Ask HN: Working with CPG Retail Data
6 by NickFanion | 5 comments on Hacker News.
I work in the consumer packaged goods (CPG) industry. Specifically the US market. Think of the sorts of items you buy on a consistent basis at a grocery, big box, club, or drug store. Everything from bagged salad to cough syrup. Over the past several years I’ve worked at a mid-size company and moved from a basic analyst role to wearing several data hats. Mostly taking on data engineering and business intelligence tasks. The hot thing right now is Power BI reporting, so I build out data pipelines, create data models, and design Power BI reports. This has lead to a lot of career success at my company, but lately I’ve been more and more frustrated by the seemingly antiquated data practices in the CPG industry. My company is a bit unique in that we are not a single retailer or manufacturer. We work with CPG brands and retailers across the entire country. This means we rely heavily on syndicated retail data from providers like Circana (merger between IRI and The NPD Group) and NielsenIQ (NIQ). They get retail scan data from almost every CPG retailer in the country.

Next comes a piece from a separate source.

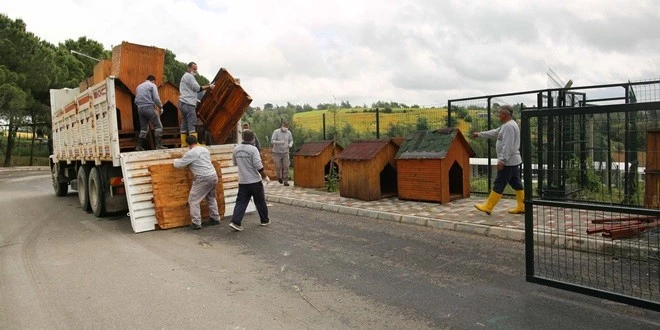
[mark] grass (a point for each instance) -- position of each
(366, 121)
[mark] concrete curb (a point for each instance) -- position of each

Except some retailers are exclusive to one platform, so you’ll never have a complete picture without both. However, Circana and NIQ do not make it easy to extract what I consider medium-size data. Everything is a portal with data presented across various “dashboards” and rudimentary no-code report creator web apps. The minute you ask about an API or data transfer service they wonder why you would ever want to leave their platform. And when you do convince your company to purchase large data extract access or similar (why do we need that when we have “analysts” who can extract hundreds of small data pieces through the web portal?), you find out it’s incredibly fragile, inflexible, slow, and unreliable. The pricing for access is never transparent either. In some cases, I can access a retailers’ data directly (for the manufacturers my company works with) though their web portal and reverse engineer an API. But that’s typically a limited data set and more supply chain focused. Has anyone developed a successful data strategy in the CPG realm? Is there an opportunity here to solve these problems? Are these normal problems in tech/other industries?